I think the way to do HDPE without a raft is to extrude it onto a thin sheet of HDPE, or maybe polythene, held down by a vacuum and heated to prevent warping. That will have to wait until I build a little vacuum table, hopefully this weekend.

Last on the list was PCL. That sticks very well to Kapton heated to 40°C but it never sets and makes a soggy object.



Before the heated bed I used to build with a fan, and at only 40°C the bed has no trouble holding temperature, so I tried with the fan next.



That worked OK and built a complete object: -



The infill did not stick very well to the outlines of the holes, especially on the downwind side. It probably needs a denser infill, and perhaps some overlap. 25% fill is not really appropriate for PCL as it very soft and flexible.



The bottom is smooth and shiny as expected and it took some effort to peel it off, so I expect large objects could be made. I couldn't experiment further though because the filament started buckling in my extruder.



I can't explain why it worked for a while and then stopped but I tried higher temperature and slower extrusion but could not get it reliable again. The pipe could probably be a few mm closer to the pulley but not much more because it would hit the pinch wheel.

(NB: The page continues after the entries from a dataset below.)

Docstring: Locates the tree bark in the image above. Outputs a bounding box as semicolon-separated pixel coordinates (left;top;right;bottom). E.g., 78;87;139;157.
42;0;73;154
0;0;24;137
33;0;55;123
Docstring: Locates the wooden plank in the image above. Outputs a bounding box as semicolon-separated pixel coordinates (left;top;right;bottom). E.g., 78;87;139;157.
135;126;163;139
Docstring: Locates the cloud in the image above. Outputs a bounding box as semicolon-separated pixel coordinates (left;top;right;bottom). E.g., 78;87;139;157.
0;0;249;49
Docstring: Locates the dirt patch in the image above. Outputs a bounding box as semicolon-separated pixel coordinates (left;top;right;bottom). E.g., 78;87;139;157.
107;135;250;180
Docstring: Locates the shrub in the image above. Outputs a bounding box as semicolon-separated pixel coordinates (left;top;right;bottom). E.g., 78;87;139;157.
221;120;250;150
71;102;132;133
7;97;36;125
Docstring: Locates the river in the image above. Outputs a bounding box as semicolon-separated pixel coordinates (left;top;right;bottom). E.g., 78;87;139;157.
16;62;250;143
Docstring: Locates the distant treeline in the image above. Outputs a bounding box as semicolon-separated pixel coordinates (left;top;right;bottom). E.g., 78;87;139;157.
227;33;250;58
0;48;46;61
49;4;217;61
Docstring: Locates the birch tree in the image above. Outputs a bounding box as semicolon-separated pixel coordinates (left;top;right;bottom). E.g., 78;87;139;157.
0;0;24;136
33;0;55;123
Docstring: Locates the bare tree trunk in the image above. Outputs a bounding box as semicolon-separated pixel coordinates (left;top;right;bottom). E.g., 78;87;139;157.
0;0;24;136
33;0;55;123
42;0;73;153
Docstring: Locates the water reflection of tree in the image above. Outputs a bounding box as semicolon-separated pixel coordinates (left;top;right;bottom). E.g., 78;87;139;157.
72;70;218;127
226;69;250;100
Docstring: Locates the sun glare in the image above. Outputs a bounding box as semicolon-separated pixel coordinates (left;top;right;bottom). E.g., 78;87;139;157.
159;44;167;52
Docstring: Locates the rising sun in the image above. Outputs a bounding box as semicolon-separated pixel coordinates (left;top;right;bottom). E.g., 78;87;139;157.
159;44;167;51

I don't have a lot of use for PCL, other than using it up. Dropping it from the requirements for the extruder would allow me to use a smaller pulley. If you look at the table at the end of this article, you can see that it is only PCL that struggles for grip with a worm pulley. I think I could drop to half the diameter, which would just about bring the gear ratio into the range of a single pair of spur gears. I have a 4" Meccano gear that gives 7:1, so I might try that in my next extruder.

So hot Kapton works well for everything I have tried so far apart from HDPE.

Golden wonder

My first attempt at extruding ABS onto hot Kapton had "all the stops pulled out" to make it stick, i.e. 120°C bed, nozzle height 0.1mm too low, very slow outline and infill on the first layer (4mm/s). The adhesion was very good so I decided to back off a bit. It is not a good idea to change more than one thing at a time but I did anyway. I got rid of the -0.1mm Z offset and sped up the first layer infill to 32mm/s, leaving the outline at 4mm/s. I also dropped the bed temperature to 80°C. That was too low, the corners lifted about 1mm during the build, but I think the part will still be usable.



The base is still glossy but you can see and feel some valleys between the extrusion "lanes". The next test was a binary chop with the bed at 100°C.



This is perfectly flat, even when off the bed for a day, but the extrusion lanes are still noticeable. The next test was at 110°C.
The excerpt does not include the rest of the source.